Saint Eustache est une église unique dans le sens où, au coeur de Paris, bien loin des soi-disant foyers de résistance à la modernité, on met en oeuvre aussi tardivement que 1532 (!) une église dont la structure, le plan et la verticalité seraient entièrement gothiques - avec néanmoins le parti-pris du retour au plein cintre - et dont le vocabulaire ornemental serait celui de la renaissance. C'est une réussite totale où il semble que les deux courant artistiques s'expriment pleinement au lieu de s'opposer. Notons la forme elliptique des fenêtres hautes (sorte d'hapax architectural jusqu'à la Sagrada Familia??) et la hauteur de 33 mètres sous voûtes qui est celle de Notre-Dame, ce qui n'est sans doute pas un hasard, car de la cathédrale elle reprend aussi le plan à double d'éambulatoire. Bref, il y avait quelque architecte au XVIème pour admirer le gothique malgré l'infâme Vasari! En Bretagne, dans des édifices sans commune mesure avec celui-ci, on est habitué à ces hybridations jusque tard dans l'âge classique.
Le second édifice, que je voyais lui pour la première fois, est aussi une sorte d'objet unique, n'appartenant à aucun style défini. Il est juste avant le gothique alors que l'autre est juste après et ils en ont tous les deux l'esthétique sans en avoir tout à fait le vocabulaire. Voila comment, d'une pirouette on peut rapprocher deux bâtiments si différents à voir.
Saint Martin des Champs passerait presque pour une belle église de campagne et le cadrage photographique peut même faire illusion.
Elle précède de peu le déambulatoire de saint Denis.
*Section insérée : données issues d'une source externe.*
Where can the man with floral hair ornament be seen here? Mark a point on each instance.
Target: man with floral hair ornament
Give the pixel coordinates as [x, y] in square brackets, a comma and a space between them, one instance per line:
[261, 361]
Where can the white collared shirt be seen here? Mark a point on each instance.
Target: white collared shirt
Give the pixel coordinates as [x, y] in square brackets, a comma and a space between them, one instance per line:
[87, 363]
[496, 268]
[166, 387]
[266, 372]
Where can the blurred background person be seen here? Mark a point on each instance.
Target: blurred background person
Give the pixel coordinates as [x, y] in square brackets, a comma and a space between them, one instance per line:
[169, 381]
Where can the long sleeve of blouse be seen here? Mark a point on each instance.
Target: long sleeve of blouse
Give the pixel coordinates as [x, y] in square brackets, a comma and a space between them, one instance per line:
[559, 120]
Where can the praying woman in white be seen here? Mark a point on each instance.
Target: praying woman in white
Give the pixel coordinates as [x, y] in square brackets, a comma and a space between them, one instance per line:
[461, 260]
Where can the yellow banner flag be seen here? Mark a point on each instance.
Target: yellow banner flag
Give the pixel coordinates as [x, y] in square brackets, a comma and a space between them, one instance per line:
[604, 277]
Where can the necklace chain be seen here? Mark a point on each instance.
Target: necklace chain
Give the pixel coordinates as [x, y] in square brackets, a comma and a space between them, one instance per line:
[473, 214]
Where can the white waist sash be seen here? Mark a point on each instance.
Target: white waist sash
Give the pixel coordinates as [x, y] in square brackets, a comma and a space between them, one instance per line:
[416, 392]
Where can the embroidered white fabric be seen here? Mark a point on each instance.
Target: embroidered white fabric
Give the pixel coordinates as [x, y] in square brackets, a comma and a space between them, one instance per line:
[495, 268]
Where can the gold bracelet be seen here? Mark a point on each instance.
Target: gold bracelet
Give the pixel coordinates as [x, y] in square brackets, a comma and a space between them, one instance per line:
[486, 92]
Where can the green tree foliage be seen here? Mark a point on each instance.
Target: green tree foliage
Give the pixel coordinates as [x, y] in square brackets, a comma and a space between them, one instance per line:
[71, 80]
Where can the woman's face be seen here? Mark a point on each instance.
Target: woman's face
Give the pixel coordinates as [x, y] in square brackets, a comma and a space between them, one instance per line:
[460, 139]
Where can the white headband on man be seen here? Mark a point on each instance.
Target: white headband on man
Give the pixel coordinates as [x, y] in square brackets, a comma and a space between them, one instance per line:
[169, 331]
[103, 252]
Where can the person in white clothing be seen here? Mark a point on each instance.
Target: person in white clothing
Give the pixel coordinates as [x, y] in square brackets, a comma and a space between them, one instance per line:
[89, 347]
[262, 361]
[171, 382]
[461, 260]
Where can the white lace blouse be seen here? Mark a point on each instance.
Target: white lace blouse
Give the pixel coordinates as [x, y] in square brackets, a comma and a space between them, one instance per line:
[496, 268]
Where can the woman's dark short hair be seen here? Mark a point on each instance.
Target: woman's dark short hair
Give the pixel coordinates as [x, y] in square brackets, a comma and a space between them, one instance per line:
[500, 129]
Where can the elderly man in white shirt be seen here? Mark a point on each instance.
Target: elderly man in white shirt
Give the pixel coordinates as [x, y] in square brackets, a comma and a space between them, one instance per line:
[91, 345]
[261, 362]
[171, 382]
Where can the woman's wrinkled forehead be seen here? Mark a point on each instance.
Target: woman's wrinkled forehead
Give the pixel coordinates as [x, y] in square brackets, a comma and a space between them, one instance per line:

Seule sa partie centrale est voûtée d'ogives et encore ces ogives sont-elles plus des nervures habillant des coupoles dans la chapelles d'axe (incroyable et unique tri-conque!) que vraiment structurantes. Les fenêtres n'y pénètrent pas comme si elles n'avaient pris la mesure de la nouvelle donne. Les autres espaces sont couverts de voûtes d'arrêtes qui peinent à s'adapter au plan du déambulatoire. Le plan d'ailleurs est irrégulier au possible et difficile à interpréter Les chapiteaux sont romans, les rangées de fenêtres sous arcature continue aussi. Et pourtant, dites ainsi, les choses reflètent mal cette impression gothique avant la lettre qui se dégage du monument. Sont-ce les chapelles contiguës, les arcs brisés partout, l'ébauche de double déambulatoire, la disparition du mur au profit de la rangée de baies? L'impression donnée est que le déambulatoire de Saint Denis, ce chef d'oeuvre précoce et précurseur, ce premier accomplissement de l'art ogival naissant, n'a été inventé que pour faire ce que Saint Martin a échoué a mener tout à fait à bien. J'achoppe à analyser de manière satisfaisante cette église mais si le choeur lui-même n'est pas de la plus grand élégance, ce déambulatoire vaste, aéré, complexe m'a fait le meilleur effet.